Sometimes you might want to skip either invalid records from a reader or exceptions that occur during processing or writing. To do so, you can specify two things:

  • Define a skip-limit on your chunk element to tell Spring how many items can be skipped before the job fails (you might handle a few invalid records, but if you have too many then the input data might be invalid).
  • Define a list of skippable-exception-classes that trigger the record to be skipped; you can define both include elements for exceptions that will be skipped and exclude elements for exceptions that will not be skipped (used in the case when you want to skip exceptions in a hierarchy, but exclude one or more of its sub-classes).

For example:


    <job id="simpleFileImportJob" xmlns="http://www.springframework.org/schema/batch">
        <step id="importFileStep">
            <tasklet>
                <chunk reader="productReader" processor="productProcessor" writer="productWriter" commit-interval="5" skip-limit="10">
			<skippable-exception-classes>
				<include class="org.springframework.batch.item.file.FlatFileParseException" />
			</skippable-exception-classes>
		</chunk>
            </tasklet>
        </step>
    </job>

In this case, the record in which a FlatFileParseException that is thrown will be skipped. If there are more than 10 skips then the job fails.

Retrying Items

In other circumstances, exceptions may occur at times when retries are possible, such as failures due to database locks. Retries are implemented very similarly to skips:

  • Define a retry-limit on your chunk element to tell Spring how many times an item can be retried before it is considered failed. Once a record has failed then it fails the job, unless you combine retries with skips.
  • Define a list of retryable-exception-classes that trigger the record to be replayed; you can define both include elements for exceptions that will be retried and exclude elements for exceptions that will not be re-tried.

For example:


    <job id="simpleFileImportJob" xmlns="http://www.springframework.org/schema/batch">
        <step id="importFileStep">
            <tasklet>
                <chunk reader="productReader" processor="productProcessor" writer="productWriter" commit-interval="5" retry-limit="5">
			<retryable-exception-classes>
				<include class="org.springframework.dao.OptimisticLockingFailureException" />
			</retryable-exception-classes>
		</chunk>
            </tasklet>
        </step>
    </job>

And you can combine both retries and skippable exceptions by defining a skippable exception class that matches the retry exception. So if you have an exception that triggers 5 replays, after 5 replays, if it is also in the skippable list, then the record will be skipped. If the exception is not in the skippable list then after 5 retries it will fail the entire job.

Restarting jobs

Finally, for jobs that do fail, you have the option to restart them and have them pick up exactly where they left off. In order to do this you need to start the job instance using the same job parameters and Spring Batch will find the job instance in the database and continue. You do have the option to refuse to allow restarts and you can control the number times that a step in a job can be restarted (after some number of retries you might want to just give up.)

In conclusion

Some business problems are best solved using batch processing and Spring Batch provides a framework for implementing batch jobs. Spring Batch defines a chunking paradigm with three phases: read, process, and write, as well as support for reading from and writing to common resources. This installment in the Open source Java projects series has explored what Spring Batch does and how to use it.

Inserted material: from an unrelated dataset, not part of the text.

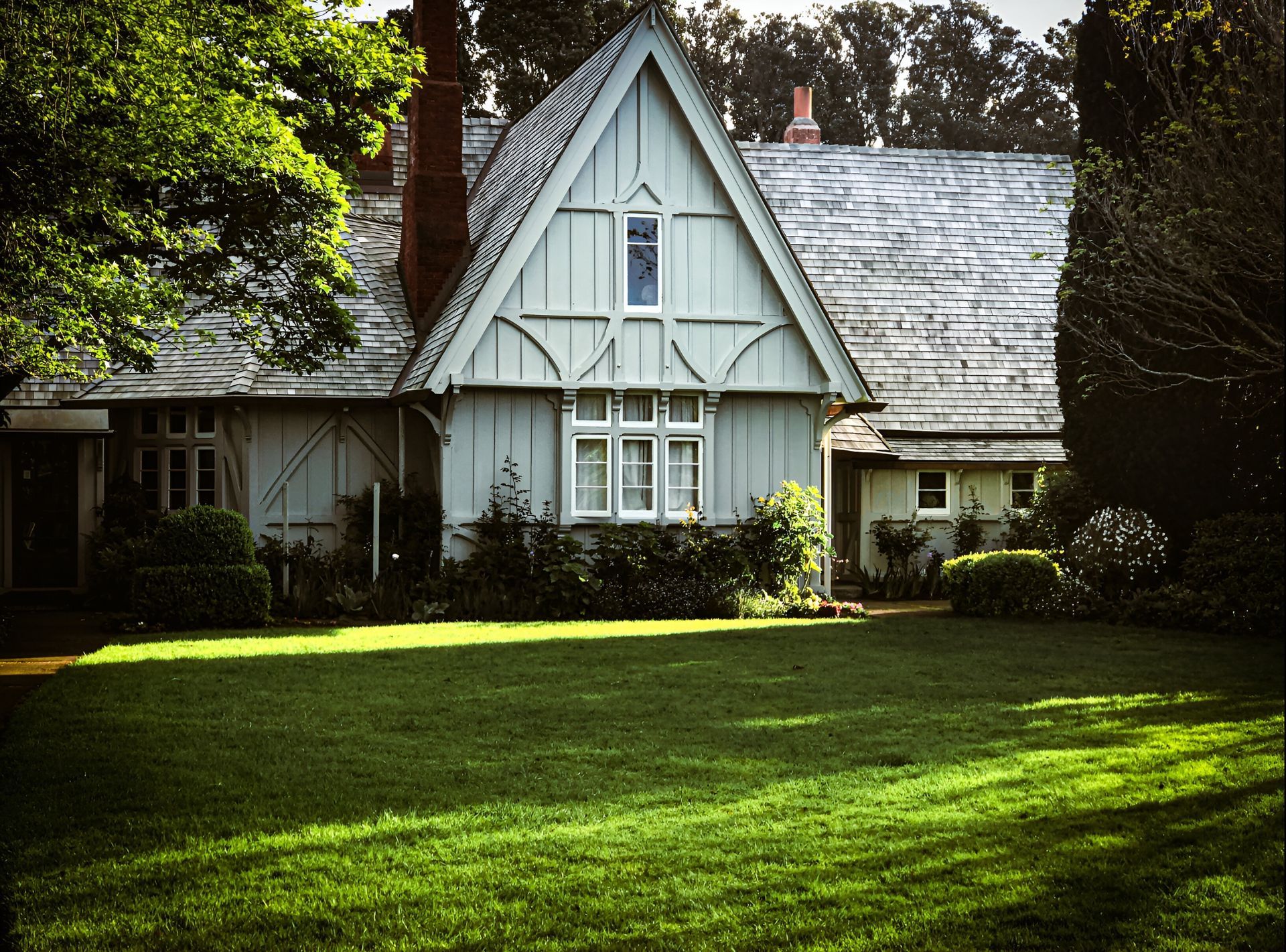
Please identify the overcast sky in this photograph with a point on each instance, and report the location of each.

We started by building a simple job to import products from a CSV file into a database, then extended that job by adding a processor to manage product quantities. Finally, we wrote a separate tasklet to archive the input file. While not part of the example, Spring Batch's resiliency features are important, so I quickly reviewed three resiliency tools that Spring Batch provides: skipping records, retrying records, and restarting batch jobs.

This article has only scratched the surface of Spring Batch's capabilities, but I hope it has given you enough to start with to build your own Spring Batch jobs.